In some circumstances, evaluation reasonably may be initiated despite the absence of these strict criteria. Examples include a patient with the stigmata of Turner syndrome, obvious virilization, or a history of uterine curettage. An evaluation for delayed puberty should also be considered before the ages just listed if the patient or her parents are concerned. Although the list of possible etiologies is extensive, most causes will fall into a limited number of categories. Of course, amenorrhea is a normal state prior to puberty, during pregnancy and lactation, and following the menopause.

Numerous classification systems for the diagnosis of amenorrhea have been developed, and all have their strengths and weaknesses. One useful scheme is outlined in. This is system divides the causes of amenorrhea into anatomic versus hormonal etiologies with further division into inherited versus acquired disorders.

As described earlier, normal menses require adequate ovarian production of steroid hormones. Decreased ovarian function (hypogonadism) may result either from a lack of stimulation by the gonadotropins (hypogonadotropic hypogonadism) or from primary failure of the ovary (hypergonadotropic hypogonadism). A number of disorders are associated with relatively normal LH and FSH levels (eugonadotropic), however, there is loss of appropriate cyclicity.

Anatomic abnormalities that may present as amenorrhea can broadly be viewed as either inherited or acquired disorders of the outflow tract (uterus, cervix, vagina, and introitus).

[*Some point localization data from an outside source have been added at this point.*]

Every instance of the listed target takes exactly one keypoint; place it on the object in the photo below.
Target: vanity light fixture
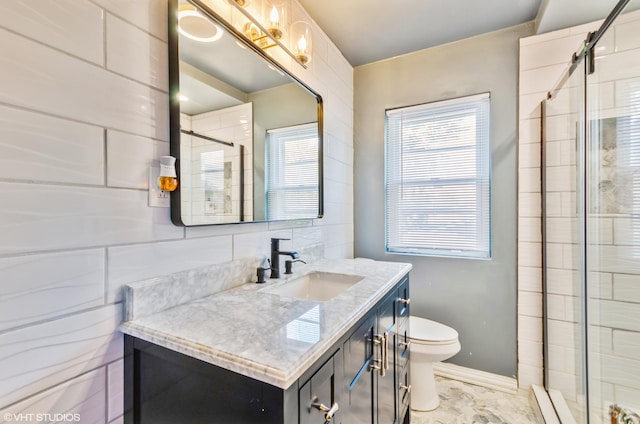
(192, 24)
(241, 3)
(301, 41)
(271, 30)
(274, 13)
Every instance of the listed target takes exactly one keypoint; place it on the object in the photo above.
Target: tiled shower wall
(83, 114)
(615, 284)
(543, 59)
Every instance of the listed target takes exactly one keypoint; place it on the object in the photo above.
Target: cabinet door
(386, 386)
(319, 396)
(359, 374)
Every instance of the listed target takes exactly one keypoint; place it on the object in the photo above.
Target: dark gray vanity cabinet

Amenorrhea will be observed in the presence of an imperforate hymen (1 in 2000 women), a transverse vaginal septum (1 in 70,000 women), or isolated atresia of the vagina (Banerjee, 1999; Parazzini, 1990; Reid, 2000). Patients with these anomalies have a 46,XX karyotype, female secondary sexual characteristics, and normal ovarian function. Therefore, the amount of uterine bleeding is normal, but its normal path for egress is obstructed or absent. Th ese patients may note moliminal symptoms, such as breast tenderness, food cravings, and mood changes, which are attributable to elevated progesterone levels. In addition, accumulation of menstrual blood behind an obstruction frequently results in cyclic abdominal pain. In women with outflow tract obstruction, an increase in retrograde menstruation may lead to development of endometriosis with associated complications such as chronic pain and infertility.

Postoperative scarring and stenosis of the cervix may follow dilatation and curettage (D&C), cervical conization, loop electro surgical excision procedures, infection, and neoplasia. Severe atrophic or radiation changes can also be causative. Stenosis most commonly involves the internal os, and symptoms in menstruating women include amenorrhea, abnormal bleeding, dysmenorrhea, and infertility. Postmenopausal women are usually asymptomatic until fluid, exudates, or blood accumulates. If obstruction is complete, a soft, enlarged uterus is palpable.